GuidePoint Security CTF - August 2021

It’s been a while since I had a chance to sit down and tackle a CTF. Lucky for me, GuidePoint Security recently ran their August iteration and it gave me a chance to brush off some cobwebs! I wasn’t able to solve all the challenges (damn you Python!) but had a pretty good idea on how to approach most of ‘em. Below are some write-ups on ones that I had fun trying to solve.

Twisting seA

For this Crypto challenge we were given a block of what appeared to be hex code.

4d6a41354d57466b4d7a5a6b4d7a5978597a67345a44566a4d7a49774d6d557a4e6d51354e7a56684d4455304e5455314e3249304e54426b4e575a6b59575a684d575
1324d6a41334f575978596a59324f444e684d6d5131593256684e6a646c5a6a41345a544d79595464684d5455345a54566a5a47517a4f4451344e544e6b4947733959
325a6b597a41785a546b305a6d51334d6a67784f5445314f54677a4d474e6c4f4455335a6d4d784f5441676154307859546c6b5a5759354f4456684d7a4d794e7a593
24d544a694e5449784e6d49325932597a5a44466c4f413d3d

Like in many other challenges, starting with CyberChef can be a good first route when dealing with data formatting. Sure enough, if we transform the text “From Hex” we get a Base64 string that we can decode with CyberChef as well. This leaves us with the following.

Hmm, we see a k and an i variable. Being that this is a crypto challenge, maybe this is a key and an initialization vector? A quick search on Google for encryption algorithms that use keys and initialization vectors brings up block ciphers. One of the most common encryption methods out there, AES, is a block cipher. What’s more is that the name of this challenge actually has AES in it (just backwards). Let’s see if CyberChef can help us out again with its decryption recipe.

Well, we provided all the correct information in the recipe but the output string we receive isn’t in the flag format. It looks close, but no cigar. What if we change the data format on the k or i variables?

Bingo! The initialization vector was in regular UTF8 encoding and not in hex. We can submit this flag and claim our points!

Sharkfail

In this challenge, we’re provided a PCAP file named sharkfail.pcapng. I smell a forensics problem!

As we load up Wireshark to start taking a peak at things, we’re prompted with an error message about a potentially corrupt capture file. Interesting…let’s keep digging.

One thing I like to do with PCAP challenges is to look at the protocol distributions within the capture. This can be done through Statistics -> Protocol Hierarchy. We see that most the communication in this capture takes place over USB. Nice, we likely have some data transfer occurring.

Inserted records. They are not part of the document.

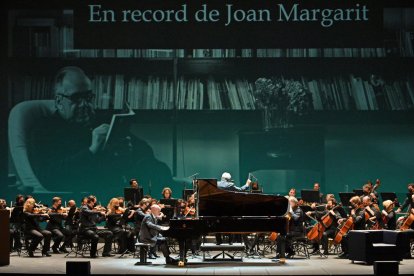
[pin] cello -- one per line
(317, 230)
(407, 221)
(344, 229)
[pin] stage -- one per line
(250, 266)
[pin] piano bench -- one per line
(143, 253)
(224, 248)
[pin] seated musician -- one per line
(295, 227)
(149, 233)
(115, 222)
(358, 217)
(374, 214)
(292, 192)
(89, 216)
(317, 187)
(388, 215)
(32, 229)
(408, 202)
(329, 231)
(56, 216)
(166, 193)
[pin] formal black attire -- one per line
(33, 231)
(87, 228)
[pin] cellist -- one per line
(331, 229)
(357, 215)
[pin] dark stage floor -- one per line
(250, 266)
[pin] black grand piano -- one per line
(221, 211)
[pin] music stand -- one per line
(133, 195)
(309, 195)
(358, 192)
(169, 202)
(390, 196)
(187, 193)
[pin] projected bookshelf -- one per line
(343, 81)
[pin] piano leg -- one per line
(282, 244)
(183, 245)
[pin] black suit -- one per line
(32, 230)
(87, 228)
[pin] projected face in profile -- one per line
(74, 96)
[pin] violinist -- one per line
(357, 214)
(115, 220)
(56, 216)
(87, 227)
(32, 216)
(295, 227)
(388, 215)
(166, 193)
(329, 231)
(408, 202)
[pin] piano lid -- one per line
(213, 201)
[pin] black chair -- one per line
(375, 245)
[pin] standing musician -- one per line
(89, 216)
(116, 218)
(295, 227)
(56, 215)
(149, 233)
(32, 229)
(358, 218)
(408, 202)
(388, 215)
(330, 231)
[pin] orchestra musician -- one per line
(317, 187)
(388, 215)
(149, 233)
(373, 214)
(408, 202)
(32, 216)
(166, 193)
(116, 218)
(329, 231)
(295, 227)
(89, 216)
(358, 217)
(56, 216)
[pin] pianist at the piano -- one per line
(222, 211)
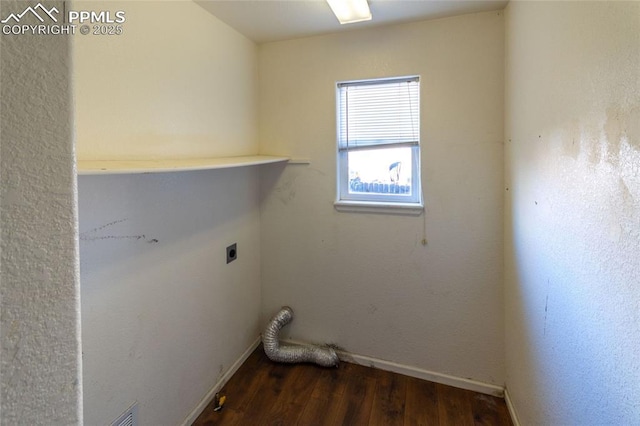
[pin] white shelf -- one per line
(114, 167)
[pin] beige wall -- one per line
(163, 316)
(364, 281)
(41, 359)
(178, 83)
(572, 211)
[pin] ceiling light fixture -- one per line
(350, 11)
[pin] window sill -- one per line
(412, 209)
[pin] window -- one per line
(379, 145)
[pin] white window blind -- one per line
(375, 114)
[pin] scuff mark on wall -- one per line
(287, 191)
(85, 236)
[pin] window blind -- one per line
(378, 113)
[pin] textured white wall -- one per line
(163, 315)
(573, 212)
(364, 281)
(40, 360)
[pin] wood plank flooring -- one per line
(265, 393)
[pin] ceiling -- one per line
(272, 20)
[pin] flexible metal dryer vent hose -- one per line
(323, 356)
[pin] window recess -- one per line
(379, 145)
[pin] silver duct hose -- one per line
(323, 356)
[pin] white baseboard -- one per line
(511, 408)
(223, 381)
(418, 373)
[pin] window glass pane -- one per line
(380, 171)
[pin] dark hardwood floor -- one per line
(265, 393)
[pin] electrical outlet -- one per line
(232, 253)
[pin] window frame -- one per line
(376, 202)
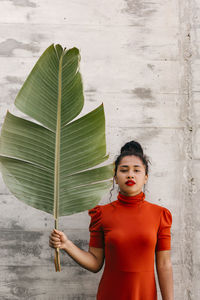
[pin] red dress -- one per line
(130, 229)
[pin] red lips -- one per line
(130, 182)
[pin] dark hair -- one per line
(131, 148)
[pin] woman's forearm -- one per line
(165, 278)
(85, 259)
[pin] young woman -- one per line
(127, 232)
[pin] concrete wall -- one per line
(141, 58)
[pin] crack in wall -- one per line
(187, 232)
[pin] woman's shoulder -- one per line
(157, 207)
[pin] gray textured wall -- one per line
(141, 58)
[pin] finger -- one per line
(53, 238)
(55, 235)
(58, 232)
(55, 245)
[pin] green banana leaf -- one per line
(51, 164)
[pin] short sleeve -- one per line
(95, 227)
(164, 231)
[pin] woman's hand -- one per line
(58, 239)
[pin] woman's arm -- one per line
(91, 260)
(165, 274)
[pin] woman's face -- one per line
(131, 170)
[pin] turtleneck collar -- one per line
(131, 200)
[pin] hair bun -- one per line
(132, 147)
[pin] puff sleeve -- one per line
(164, 233)
(95, 227)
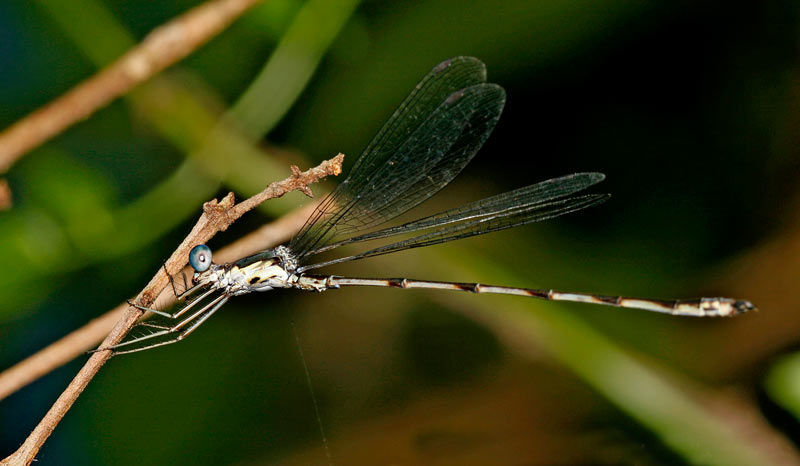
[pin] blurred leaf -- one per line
(783, 383)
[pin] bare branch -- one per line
(163, 47)
(79, 341)
(217, 216)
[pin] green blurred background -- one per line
(690, 109)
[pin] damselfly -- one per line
(426, 142)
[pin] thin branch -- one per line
(217, 216)
(81, 340)
(163, 47)
(5, 195)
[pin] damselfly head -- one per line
(200, 258)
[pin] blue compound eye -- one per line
(200, 258)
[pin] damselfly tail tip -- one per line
(741, 306)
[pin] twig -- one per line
(164, 46)
(77, 342)
(217, 216)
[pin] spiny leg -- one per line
(174, 332)
(180, 335)
(181, 311)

If we do a bit of Googling on which fields / areas in Wireshark to look for with USB forensics, we stumble upon the field usb.capdata. If we apply this as a filter in Wireshark, we can observe a ton of “URB_BULK in” events that have occurred. There’s a good chance our flag is probably somewhere in these data transfer events.

At this point, I said to myself, “How can we get this data out of Wireshark to decode and perform further analysis?”. Unfortunately, after much trial and error, I learned that Wireshark doesn’t appear to support the exporting of USB data objects (or at least I couldn’t find a way…). Well shucks….where to next? How about Wireshark’s GUI-less brother tshark?

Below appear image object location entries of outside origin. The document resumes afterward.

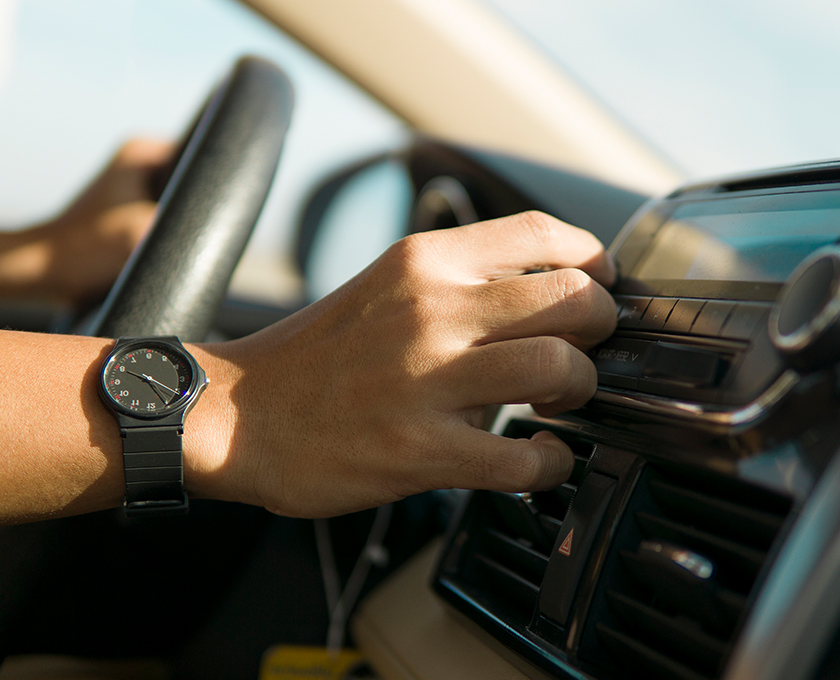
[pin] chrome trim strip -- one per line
(704, 414)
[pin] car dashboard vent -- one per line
(676, 583)
(494, 568)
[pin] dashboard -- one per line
(696, 538)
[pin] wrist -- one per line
(211, 468)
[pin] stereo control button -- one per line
(743, 321)
(632, 309)
(619, 361)
(683, 316)
(712, 317)
(656, 314)
(684, 365)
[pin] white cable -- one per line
(329, 570)
(372, 553)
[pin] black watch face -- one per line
(148, 379)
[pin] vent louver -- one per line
(686, 560)
(504, 542)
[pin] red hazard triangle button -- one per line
(566, 546)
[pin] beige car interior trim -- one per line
(407, 633)
(455, 69)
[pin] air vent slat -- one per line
(725, 553)
(515, 555)
(679, 591)
(687, 640)
(507, 584)
(520, 518)
(636, 654)
(551, 526)
(752, 526)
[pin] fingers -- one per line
(480, 460)
(543, 370)
(564, 302)
(525, 242)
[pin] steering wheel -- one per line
(176, 279)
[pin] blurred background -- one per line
(714, 88)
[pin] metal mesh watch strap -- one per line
(154, 470)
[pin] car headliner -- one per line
(453, 69)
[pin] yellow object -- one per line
(307, 663)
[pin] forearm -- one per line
(60, 448)
(24, 262)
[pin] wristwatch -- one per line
(150, 384)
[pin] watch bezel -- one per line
(124, 346)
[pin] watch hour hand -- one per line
(151, 380)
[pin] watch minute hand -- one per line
(157, 382)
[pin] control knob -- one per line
(805, 321)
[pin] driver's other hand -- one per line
(75, 257)
(377, 391)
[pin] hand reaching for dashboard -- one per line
(374, 393)
(75, 257)
(377, 391)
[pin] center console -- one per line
(714, 423)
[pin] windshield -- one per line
(718, 87)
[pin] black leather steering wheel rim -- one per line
(176, 279)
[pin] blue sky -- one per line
(717, 86)
(84, 75)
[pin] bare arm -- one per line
(76, 256)
(372, 394)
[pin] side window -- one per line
(76, 79)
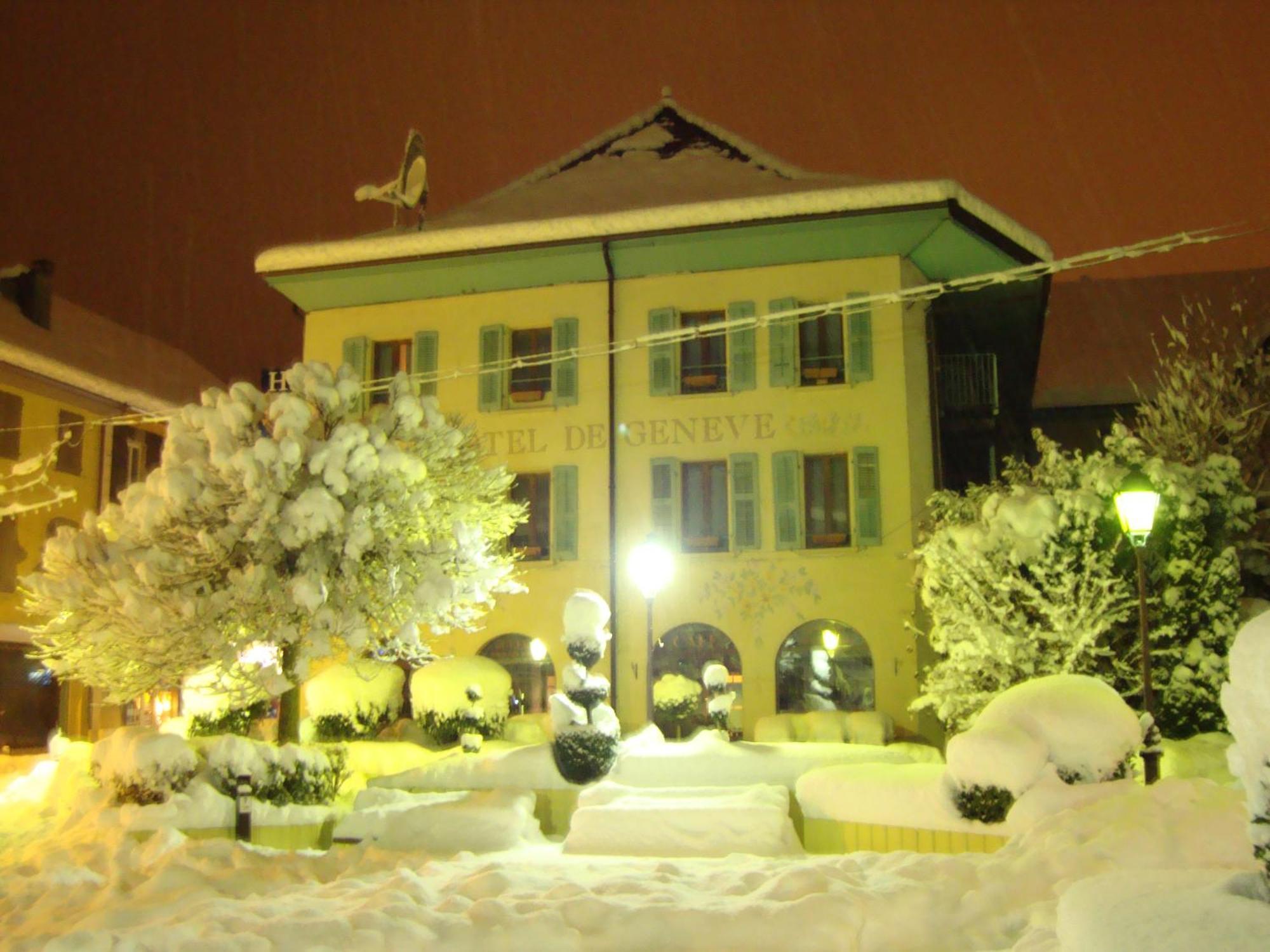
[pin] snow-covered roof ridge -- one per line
(639, 121)
(487, 238)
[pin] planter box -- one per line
(835, 837)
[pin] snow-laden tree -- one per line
(280, 521)
(1212, 395)
(1032, 577)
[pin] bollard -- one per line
(243, 826)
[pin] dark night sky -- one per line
(153, 149)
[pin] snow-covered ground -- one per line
(72, 882)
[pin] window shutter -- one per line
(783, 346)
(358, 355)
(426, 360)
(745, 502)
(565, 374)
(860, 343)
(788, 496)
(868, 497)
(664, 360)
(565, 513)
(741, 348)
(666, 501)
(492, 387)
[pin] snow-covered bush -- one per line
(354, 701)
(279, 775)
(280, 520)
(1033, 577)
(676, 699)
(142, 766)
(1247, 701)
(586, 729)
(439, 694)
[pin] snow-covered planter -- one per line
(440, 697)
(1247, 701)
(675, 700)
(142, 766)
(354, 701)
(279, 775)
(586, 729)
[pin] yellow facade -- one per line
(756, 597)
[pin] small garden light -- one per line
(1136, 502)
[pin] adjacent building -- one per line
(63, 371)
(784, 463)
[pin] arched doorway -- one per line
(825, 666)
(533, 681)
(678, 661)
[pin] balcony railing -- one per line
(968, 384)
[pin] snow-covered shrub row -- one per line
(1247, 701)
(279, 775)
(1073, 724)
(586, 729)
(1032, 577)
(143, 767)
(439, 694)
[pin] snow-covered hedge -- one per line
(142, 766)
(1247, 701)
(439, 694)
(279, 775)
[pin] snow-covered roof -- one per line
(86, 351)
(664, 169)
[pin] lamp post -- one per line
(651, 568)
(1136, 503)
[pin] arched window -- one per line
(825, 666)
(679, 658)
(533, 682)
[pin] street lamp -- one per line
(651, 568)
(1136, 502)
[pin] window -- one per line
(501, 385)
(11, 420)
(391, 357)
(811, 352)
(533, 383)
(812, 499)
(825, 482)
(705, 507)
(70, 455)
(534, 536)
(703, 365)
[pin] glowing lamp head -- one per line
(1136, 503)
(651, 568)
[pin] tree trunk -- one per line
(289, 705)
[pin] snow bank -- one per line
(1164, 912)
(363, 685)
(683, 822)
(443, 824)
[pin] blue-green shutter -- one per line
(859, 342)
(565, 373)
(426, 360)
(666, 501)
(868, 496)
(565, 513)
(741, 348)
(358, 355)
(664, 360)
(783, 345)
(788, 499)
(492, 384)
(744, 469)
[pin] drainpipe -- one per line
(613, 480)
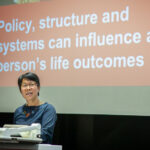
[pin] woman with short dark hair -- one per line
(35, 110)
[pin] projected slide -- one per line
(89, 49)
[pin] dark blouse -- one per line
(44, 114)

Similar to Wireshark, filters can be applied when searching through capture traffic. We can take the output of usb.capdata events and attempt to replicate what Wireshark was showing us earlier. The tool xxd is our friend here.

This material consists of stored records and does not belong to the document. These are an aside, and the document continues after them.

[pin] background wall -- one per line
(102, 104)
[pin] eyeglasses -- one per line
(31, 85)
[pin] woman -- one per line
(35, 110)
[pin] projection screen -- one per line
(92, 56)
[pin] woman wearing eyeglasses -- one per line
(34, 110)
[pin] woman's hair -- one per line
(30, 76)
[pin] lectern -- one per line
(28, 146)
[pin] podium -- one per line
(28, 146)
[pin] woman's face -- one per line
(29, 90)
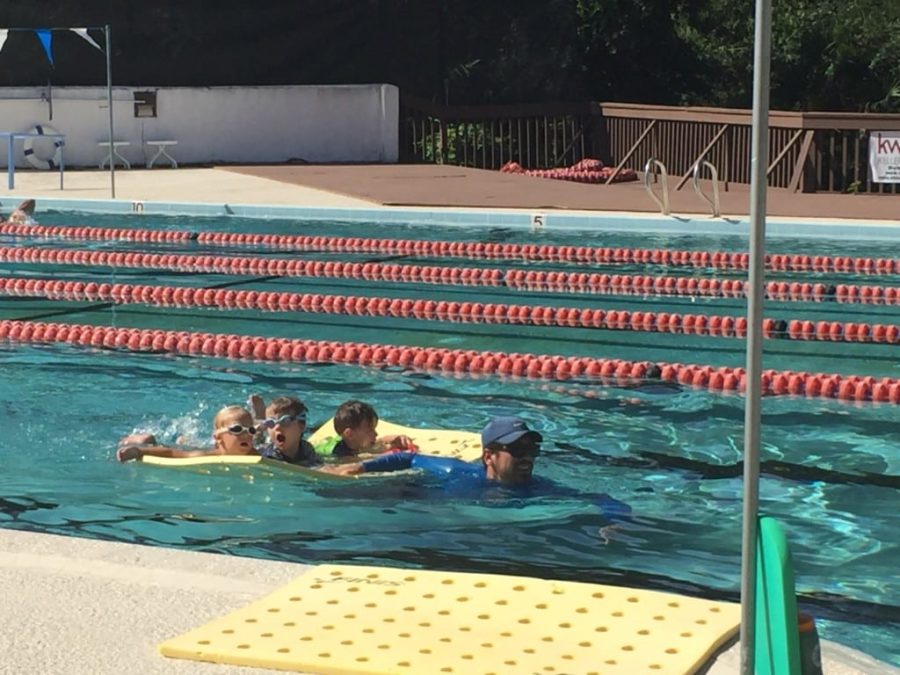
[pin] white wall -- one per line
(347, 123)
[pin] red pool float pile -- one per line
(588, 170)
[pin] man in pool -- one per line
(233, 433)
(509, 449)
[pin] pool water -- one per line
(831, 470)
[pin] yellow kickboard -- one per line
(345, 620)
(249, 467)
(464, 445)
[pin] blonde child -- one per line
(233, 433)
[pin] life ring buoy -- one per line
(38, 162)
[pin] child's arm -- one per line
(397, 442)
(128, 452)
(397, 461)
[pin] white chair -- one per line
(112, 156)
(162, 152)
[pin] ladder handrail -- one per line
(663, 202)
(714, 175)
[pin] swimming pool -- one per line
(669, 449)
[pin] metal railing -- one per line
(824, 152)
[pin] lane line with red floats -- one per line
(549, 367)
(451, 311)
(519, 280)
(721, 260)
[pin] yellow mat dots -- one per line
(345, 620)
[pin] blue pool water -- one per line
(831, 470)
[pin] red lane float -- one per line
(520, 279)
(552, 367)
(721, 260)
(466, 312)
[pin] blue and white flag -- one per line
(45, 35)
(82, 33)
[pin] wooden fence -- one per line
(821, 151)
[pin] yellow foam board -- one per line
(464, 445)
(348, 620)
(249, 467)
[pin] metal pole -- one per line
(758, 162)
(112, 164)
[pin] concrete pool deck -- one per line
(423, 186)
(85, 606)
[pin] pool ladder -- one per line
(654, 167)
(714, 176)
(650, 173)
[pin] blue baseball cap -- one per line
(506, 430)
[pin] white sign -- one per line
(884, 156)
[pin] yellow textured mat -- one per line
(249, 467)
(340, 620)
(465, 445)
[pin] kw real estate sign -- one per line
(884, 156)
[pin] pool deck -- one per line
(96, 608)
(422, 185)
(85, 606)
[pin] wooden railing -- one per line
(811, 152)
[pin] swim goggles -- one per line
(239, 429)
(272, 422)
(523, 448)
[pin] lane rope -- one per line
(549, 367)
(519, 279)
(452, 311)
(721, 260)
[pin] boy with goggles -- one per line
(285, 421)
(233, 433)
(355, 423)
(509, 449)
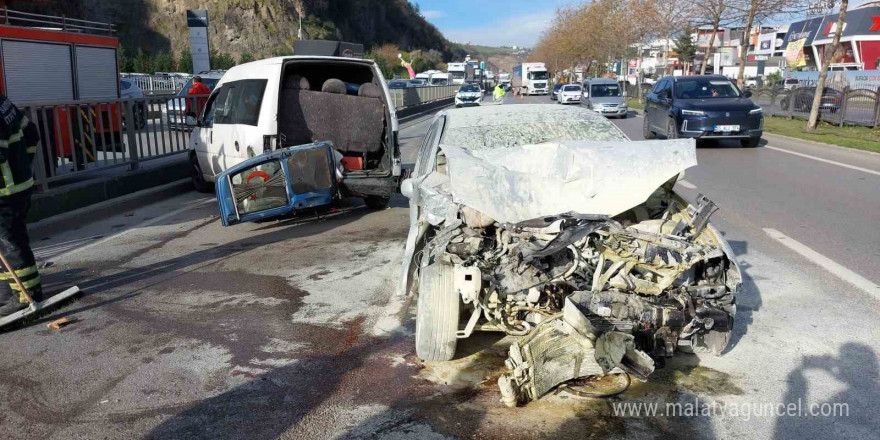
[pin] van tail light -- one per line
(270, 143)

tshark -r sharkfail.pcapng -T fields -e usb.capdata -Y usb.capdata | xxd -r -p | xxd > decoded.raw

This gives a raw hex dump file, decoded.raw, that we can dig into further. What we start to notice here is that there are a handful of human-readable characters showing throughout the hex dump.

This is where things got tricky for me. No matter what I tried, I could not seem to figure out anything relating to a flag within this data. During other CTF’s, once I’ve gotten to the point of dealing with a hex dump from a capture, it’s typically time to start file carving. Finding corrupted or mismatched file headers in the hex dump, attempting to rebuild files from scratch, or looking further at patterns in the hex data itself would be smart directions to turn…but I’m not smart.

It was getting late and I was feeling defeated…I decided to throw everything but the kitchen sink at the hex file as well as the original PCAP. That’s when it happened…

When in doubt, strings it out! This group of characters at the top appeared unique within the file and looked like it was in a familiar data format. Sure enough if we decode the characters from base 64, we have our flag.

I definitely don’t think I solved this challenge as it was intended and I imagine the .pcapng file being corrupted likely had something to do with things but hey, I’ll take what I can get!

Shout out to Alex Williams and GuidePoint Security for putting on a great event. I’m looking forward to the next one!